The South African Higher Education Community Engagement Forum, launched in Durban earlier this month, aims to become the authoritative voice on how universities, their staff and students should interact with the communities they work and do research in.
The discussion group at the launch included representatives from the country’s 23 higher education institutions, as well as the independent Monash South Africa, a wholly owned subsidiary of Australian-based Monash University.
According to Mangosuthu University of Technology professor and steering committee member Allan Femi Lana, research has little relevance unless it is applied outside the boundaries of academia to improve the communities within its influence.
By working with the Higher Education South Africa, the Council on Higher Education and its Higher Education Quality Committee, the forum hopes to play a role in enabling this.
The 1997 White Paper on the transformation of higher education states that community engagement — formerly known as outreach — is one of the primary purposes of university education.
With research and development and teaching and learning, community engagement is regarded as ”an integral and core part of South African higher education”. The paper urges institutions to ”demonstrate social responsibility and their commitment to the common good by making available expertise and infrastructure for community service programmes”.
Constitutionally, the forum is committed to promoting, supporting, monitoring, coordinating and consolidating community engagement within the country’s higher education institutions. This includes furthering community engagement to ensure the efforts are economically and socially sustainable.
University of the Western Cape professor Priscilla Daniels said the forum needs to recognise the milestones South Africa has already conquered in community engagement. But, it needs to apply available evidence and take cognisance of best practice to translate that work into tangible outcomes.
”There are vast amounts of innovation not being shared and adjusting that balance means establishing a central access point across the institutions,” Daniels said.
University of the Free State representative and steering committee chairperson Kiepie Jaftha said community engagement should play an important role in higher education. But, learning from international experiences, the philosophy locally had to take cognisance of South Africa’s history and experiences.

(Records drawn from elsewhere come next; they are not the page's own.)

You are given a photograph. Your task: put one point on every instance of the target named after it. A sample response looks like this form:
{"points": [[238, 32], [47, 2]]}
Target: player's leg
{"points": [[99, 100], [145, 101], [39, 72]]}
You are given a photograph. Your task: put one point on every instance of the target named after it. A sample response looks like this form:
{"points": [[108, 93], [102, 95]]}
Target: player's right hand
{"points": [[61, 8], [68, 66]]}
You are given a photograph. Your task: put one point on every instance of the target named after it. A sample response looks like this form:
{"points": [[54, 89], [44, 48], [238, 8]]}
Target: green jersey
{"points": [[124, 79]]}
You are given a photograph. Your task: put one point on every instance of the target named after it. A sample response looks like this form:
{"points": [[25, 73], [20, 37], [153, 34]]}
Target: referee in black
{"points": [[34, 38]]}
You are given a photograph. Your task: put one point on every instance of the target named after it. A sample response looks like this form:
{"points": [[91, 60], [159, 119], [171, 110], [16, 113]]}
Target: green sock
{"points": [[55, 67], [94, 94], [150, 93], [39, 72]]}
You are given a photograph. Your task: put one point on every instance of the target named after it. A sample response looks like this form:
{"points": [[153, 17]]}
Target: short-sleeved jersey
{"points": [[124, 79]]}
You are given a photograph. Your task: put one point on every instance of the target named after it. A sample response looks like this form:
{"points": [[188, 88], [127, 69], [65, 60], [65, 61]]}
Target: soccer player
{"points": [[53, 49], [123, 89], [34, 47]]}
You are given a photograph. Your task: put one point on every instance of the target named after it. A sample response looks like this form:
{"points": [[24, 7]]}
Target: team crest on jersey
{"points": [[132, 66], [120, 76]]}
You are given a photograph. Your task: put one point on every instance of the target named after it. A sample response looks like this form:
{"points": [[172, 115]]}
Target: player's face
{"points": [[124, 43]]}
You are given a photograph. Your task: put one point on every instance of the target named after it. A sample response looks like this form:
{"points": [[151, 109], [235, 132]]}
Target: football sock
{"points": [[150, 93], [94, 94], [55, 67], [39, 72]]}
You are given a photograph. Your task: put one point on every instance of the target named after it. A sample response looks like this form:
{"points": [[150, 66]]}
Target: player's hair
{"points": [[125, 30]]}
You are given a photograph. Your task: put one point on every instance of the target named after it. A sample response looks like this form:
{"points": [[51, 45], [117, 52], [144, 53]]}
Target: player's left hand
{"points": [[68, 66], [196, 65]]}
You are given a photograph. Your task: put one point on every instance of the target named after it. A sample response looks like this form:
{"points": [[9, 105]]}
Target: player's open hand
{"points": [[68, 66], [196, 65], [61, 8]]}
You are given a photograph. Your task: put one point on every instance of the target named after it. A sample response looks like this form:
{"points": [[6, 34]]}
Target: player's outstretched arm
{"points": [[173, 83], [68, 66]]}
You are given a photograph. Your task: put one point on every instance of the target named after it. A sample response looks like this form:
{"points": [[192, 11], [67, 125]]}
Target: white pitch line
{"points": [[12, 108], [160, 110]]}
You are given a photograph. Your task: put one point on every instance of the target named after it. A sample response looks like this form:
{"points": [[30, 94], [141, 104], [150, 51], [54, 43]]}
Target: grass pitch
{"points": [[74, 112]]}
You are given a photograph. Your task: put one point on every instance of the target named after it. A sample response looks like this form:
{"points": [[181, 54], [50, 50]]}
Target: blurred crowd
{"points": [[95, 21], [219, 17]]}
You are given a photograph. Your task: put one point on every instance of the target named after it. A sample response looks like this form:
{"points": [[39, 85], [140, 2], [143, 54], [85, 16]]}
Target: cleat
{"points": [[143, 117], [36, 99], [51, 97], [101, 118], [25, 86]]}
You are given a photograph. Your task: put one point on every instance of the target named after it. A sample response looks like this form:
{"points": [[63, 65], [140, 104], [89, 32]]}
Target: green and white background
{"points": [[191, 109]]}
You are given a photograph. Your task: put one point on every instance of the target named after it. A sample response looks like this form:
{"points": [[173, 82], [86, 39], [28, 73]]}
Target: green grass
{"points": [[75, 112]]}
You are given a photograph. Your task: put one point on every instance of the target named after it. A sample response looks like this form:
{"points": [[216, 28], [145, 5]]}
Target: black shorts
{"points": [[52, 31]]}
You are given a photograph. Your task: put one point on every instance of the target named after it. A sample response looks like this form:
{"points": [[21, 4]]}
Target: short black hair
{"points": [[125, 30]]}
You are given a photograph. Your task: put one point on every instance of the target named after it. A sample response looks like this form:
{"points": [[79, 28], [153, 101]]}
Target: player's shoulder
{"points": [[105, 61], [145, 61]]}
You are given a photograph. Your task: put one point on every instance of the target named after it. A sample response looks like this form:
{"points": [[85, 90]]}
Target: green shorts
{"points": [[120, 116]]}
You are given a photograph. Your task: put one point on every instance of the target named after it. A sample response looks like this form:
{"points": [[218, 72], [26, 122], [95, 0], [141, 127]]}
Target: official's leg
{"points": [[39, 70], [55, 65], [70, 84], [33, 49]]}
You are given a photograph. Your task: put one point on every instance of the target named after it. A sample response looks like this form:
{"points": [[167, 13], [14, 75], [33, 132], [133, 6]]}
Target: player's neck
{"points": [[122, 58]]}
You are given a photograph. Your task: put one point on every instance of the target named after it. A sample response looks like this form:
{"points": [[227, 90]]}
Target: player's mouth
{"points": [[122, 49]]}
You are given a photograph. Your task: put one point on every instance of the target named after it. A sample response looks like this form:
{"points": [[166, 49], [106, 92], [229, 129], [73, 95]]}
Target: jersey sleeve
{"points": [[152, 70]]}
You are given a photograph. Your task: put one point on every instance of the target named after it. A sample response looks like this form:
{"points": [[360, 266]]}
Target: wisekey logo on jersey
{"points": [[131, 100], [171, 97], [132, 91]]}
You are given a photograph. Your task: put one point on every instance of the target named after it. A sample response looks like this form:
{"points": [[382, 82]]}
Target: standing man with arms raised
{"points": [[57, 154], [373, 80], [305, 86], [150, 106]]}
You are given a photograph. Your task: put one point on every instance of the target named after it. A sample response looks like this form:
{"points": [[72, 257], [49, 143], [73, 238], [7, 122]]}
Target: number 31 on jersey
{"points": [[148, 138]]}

”South Africa cannot import and impose a community engagement model in the same way as happened with outcomes-based education,” Jaftha said.

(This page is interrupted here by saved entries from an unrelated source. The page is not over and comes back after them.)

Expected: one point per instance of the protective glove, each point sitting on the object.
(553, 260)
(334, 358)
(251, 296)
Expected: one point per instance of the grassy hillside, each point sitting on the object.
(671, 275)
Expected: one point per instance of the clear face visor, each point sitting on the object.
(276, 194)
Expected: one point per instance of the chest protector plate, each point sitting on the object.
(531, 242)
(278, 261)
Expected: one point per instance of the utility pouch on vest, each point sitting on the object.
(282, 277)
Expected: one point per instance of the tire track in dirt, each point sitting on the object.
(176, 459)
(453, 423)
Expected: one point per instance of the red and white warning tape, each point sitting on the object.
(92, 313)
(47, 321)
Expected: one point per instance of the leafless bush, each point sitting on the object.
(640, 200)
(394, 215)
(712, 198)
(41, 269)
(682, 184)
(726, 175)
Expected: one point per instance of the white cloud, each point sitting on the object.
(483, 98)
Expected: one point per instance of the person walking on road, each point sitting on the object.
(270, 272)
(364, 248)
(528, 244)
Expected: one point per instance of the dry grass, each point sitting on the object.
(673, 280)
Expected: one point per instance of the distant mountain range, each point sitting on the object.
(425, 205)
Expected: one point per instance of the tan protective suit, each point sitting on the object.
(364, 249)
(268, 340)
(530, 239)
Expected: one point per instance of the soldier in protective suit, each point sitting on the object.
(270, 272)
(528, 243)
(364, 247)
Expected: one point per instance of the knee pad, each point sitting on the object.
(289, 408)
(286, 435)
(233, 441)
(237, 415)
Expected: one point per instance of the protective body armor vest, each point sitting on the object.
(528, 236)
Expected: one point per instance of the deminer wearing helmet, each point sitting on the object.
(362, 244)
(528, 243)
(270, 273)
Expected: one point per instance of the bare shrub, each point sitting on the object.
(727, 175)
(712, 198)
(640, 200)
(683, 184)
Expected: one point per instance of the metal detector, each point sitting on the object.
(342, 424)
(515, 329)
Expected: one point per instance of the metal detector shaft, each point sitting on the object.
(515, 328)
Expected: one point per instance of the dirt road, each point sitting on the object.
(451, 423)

One of the forum’s goals is to set standards for community engagement and put pressure on institutions to build capacity and community service.
”This will develop areas of excellence within the communities rather than convert communities into laboratories,” Daniels said.

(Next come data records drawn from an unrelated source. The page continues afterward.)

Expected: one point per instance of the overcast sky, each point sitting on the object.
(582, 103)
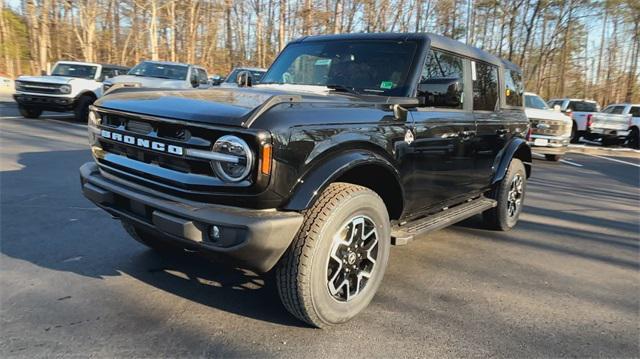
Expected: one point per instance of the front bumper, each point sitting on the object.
(255, 239)
(50, 103)
(552, 145)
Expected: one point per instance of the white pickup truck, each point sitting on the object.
(611, 126)
(71, 86)
(618, 118)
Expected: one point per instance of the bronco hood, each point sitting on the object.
(220, 106)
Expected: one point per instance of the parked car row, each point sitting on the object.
(74, 86)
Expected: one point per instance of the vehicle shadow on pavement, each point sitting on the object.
(47, 222)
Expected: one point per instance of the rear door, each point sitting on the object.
(493, 129)
(439, 162)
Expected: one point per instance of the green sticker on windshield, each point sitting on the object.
(387, 85)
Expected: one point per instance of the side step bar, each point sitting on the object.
(402, 234)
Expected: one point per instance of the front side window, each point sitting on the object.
(202, 77)
(371, 67)
(485, 87)
(534, 101)
(160, 70)
(74, 70)
(514, 87)
(442, 80)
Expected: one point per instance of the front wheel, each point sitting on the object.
(509, 194)
(336, 263)
(27, 112)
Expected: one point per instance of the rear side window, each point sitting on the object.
(582, 106)
(514, 88)
(441, 82)
(485, 87)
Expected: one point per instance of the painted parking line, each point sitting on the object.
(613, 160)
(570, 163)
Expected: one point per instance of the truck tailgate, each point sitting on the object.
(607, 121)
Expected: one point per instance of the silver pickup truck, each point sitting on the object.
(608, 126)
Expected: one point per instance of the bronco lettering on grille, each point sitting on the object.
(141, 142)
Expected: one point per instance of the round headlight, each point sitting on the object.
(233, 171)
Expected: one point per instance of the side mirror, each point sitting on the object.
(441, 92)
(244, 79)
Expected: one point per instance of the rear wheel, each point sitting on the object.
(28, 112)
(336, 263)
(81, 111)
(509, 194)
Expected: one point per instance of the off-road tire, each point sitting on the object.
(147, 238)
(302, 273)
(27, 112)
(498, 217)
(81, 111)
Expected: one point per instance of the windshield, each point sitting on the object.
(162, 71)
(373, 67)
(256, 75)
(534, 101)
(75, 70)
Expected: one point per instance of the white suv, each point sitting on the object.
(71, 86)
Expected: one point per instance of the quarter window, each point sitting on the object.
(442, 80)
(514, 87)
(485, 87)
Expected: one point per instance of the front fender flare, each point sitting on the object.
(315, 180)
(518, 148)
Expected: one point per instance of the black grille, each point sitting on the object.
(38, 87)
(134, 162)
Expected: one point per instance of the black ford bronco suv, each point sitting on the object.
(349, 144)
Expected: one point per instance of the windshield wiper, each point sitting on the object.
(343, 88)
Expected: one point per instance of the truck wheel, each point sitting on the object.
(633, 139)
(147, 238)
(509, 194)
(336, 262)
(81, 110)
(29, 112)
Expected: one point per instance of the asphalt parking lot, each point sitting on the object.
(565, 282)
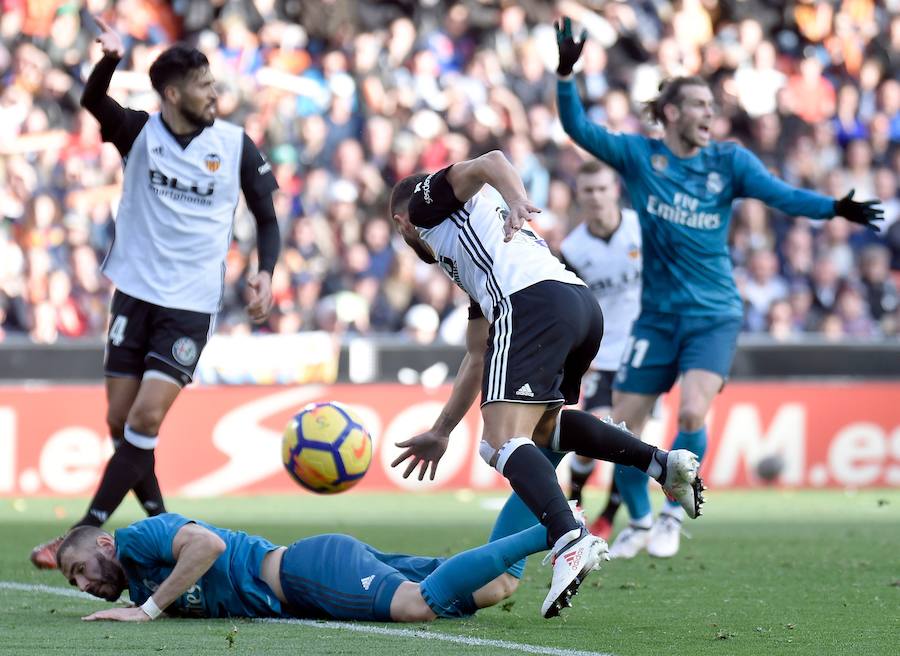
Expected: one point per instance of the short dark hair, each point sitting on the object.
(403, 191)
(592, 166)
(77, 538)
(174, 65)
(669, 93)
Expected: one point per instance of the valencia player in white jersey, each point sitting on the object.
(605, 251)
(534, 328)
(183, 173)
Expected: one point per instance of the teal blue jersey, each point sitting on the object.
(230, 588)
(684, 205)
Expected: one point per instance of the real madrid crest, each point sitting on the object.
(659, 162)
(213, 162)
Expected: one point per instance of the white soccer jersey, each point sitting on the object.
(174, 222)
(468, 244)
(612, 269)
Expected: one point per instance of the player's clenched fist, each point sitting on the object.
(110, 41)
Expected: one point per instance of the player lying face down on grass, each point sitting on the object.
(185, 568)
(534, 328)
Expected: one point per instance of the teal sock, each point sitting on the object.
(448, 590)
(693, 441)
(515, 516)
(632, 484)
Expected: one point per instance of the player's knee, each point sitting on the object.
(505, 586)
(502, 587)
(115, 422)
(146, 419)
(691, 417)
(408, 605)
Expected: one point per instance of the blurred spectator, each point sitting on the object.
(851, 308)
(880, 291)
(346, 99)
(762, 288)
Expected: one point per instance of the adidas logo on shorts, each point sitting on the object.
(525, 390)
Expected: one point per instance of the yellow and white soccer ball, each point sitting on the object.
(325, 448)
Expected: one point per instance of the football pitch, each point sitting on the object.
(766, 572)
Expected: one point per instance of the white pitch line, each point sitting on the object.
(49, 589)
(349, 626)
(440, 637)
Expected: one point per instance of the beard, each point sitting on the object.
(196, 119)
(114, 580)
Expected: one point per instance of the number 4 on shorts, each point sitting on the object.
(117, 329)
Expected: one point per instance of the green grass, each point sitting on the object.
(766, 572)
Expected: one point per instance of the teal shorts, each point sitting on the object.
(338, 577)
(662, 346)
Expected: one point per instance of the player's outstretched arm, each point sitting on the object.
(754, 181)
(862, 212)
(597, 140)
(469, 176)
(426, 449)
(94, 98)
(195, 549)
(118, 125)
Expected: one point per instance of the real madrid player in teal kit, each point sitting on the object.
(186, 568)
(682, 187)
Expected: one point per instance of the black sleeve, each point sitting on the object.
(118, 125)
(268, 237)
(433, 201)
(474, 310)
(257, 179)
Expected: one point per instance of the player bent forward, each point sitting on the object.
(187, 568)
(533, 329)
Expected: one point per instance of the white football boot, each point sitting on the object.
(630, 541)
(665, 536)
(683, 483)
(571, 565)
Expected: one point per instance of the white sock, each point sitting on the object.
(565, 539)
(642, 522)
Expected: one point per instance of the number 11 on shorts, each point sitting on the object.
(635, 352)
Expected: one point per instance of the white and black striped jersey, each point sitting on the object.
(467, 242)
(612, 269)
(174, 222)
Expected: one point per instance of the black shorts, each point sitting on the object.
(143, 336)
(597, 389)
(542, 341)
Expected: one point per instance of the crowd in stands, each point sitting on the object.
(346, 98)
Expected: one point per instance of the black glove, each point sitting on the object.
(569, 48)
(864, 213)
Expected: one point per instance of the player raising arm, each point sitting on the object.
(682, 187)
(184, 171)
(533, 330)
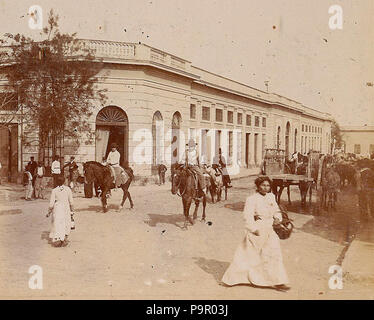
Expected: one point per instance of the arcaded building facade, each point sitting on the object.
(157, 101)
(358, 140)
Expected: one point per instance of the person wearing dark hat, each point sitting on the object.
(112, 161)
(191, 160)
(55, 170)
(73, 170)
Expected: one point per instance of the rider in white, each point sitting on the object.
(113, 157)
(113, 160)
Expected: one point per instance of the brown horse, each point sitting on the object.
(183, 184)
(101, 175)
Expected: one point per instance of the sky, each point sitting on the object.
(285, 42)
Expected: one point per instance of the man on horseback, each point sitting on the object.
(191, 161)
(219, 164)
(112, 162)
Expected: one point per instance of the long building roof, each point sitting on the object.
(142, 54)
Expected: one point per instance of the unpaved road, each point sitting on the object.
(144, 253)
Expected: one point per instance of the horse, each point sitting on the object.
(183, 182)
(346, 172)
(364, 179)
(101, 175)
(330, 182)
(216, 186)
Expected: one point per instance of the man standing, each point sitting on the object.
(39, 181)
(27, 182)
(191, 160)
(161, 173)
(73, 170)
(221, 166)
(112, 161)
(55, 170)
(32, 169)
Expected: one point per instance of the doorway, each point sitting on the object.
(111, 127)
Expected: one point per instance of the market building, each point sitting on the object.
(358, 140)
(157, 101)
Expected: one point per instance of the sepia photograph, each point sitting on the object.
(189, 150)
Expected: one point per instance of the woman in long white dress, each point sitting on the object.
(61, 206)
(258, 259)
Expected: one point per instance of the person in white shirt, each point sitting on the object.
(28, 184)
(39, 181)
(191, 160)
(258, 259)
(112, 162)
(55, 170)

In assessing community engagement partnerships, University of Pretoria representative Gernia van Niekerk highlighted the importance of role players benefiting from the relationships founded.
A mind-set shift that incorporates the traditional role players — universities, companies and NGOs — should embrace the community so that it is not viewed as a separate entity. ”For everyone to get something out of it, relationships have to be integrated and unilaterally beneficial,” Van Niekerk said.
Forum representatives were concerned about the demands put on volunteer students and staff members who were working towards enabling community engagement. University of Stellenbosch representative Michelle Pietersen proposed developing service-level agreements to recognise the hard work of volunteers.
Although the forum met for three days, members failed to finalise the constitution, rejected the proposed logo and were unable to decide on the number and geographic spread of the executive committee. The delegates hope to conclude these issues within a month.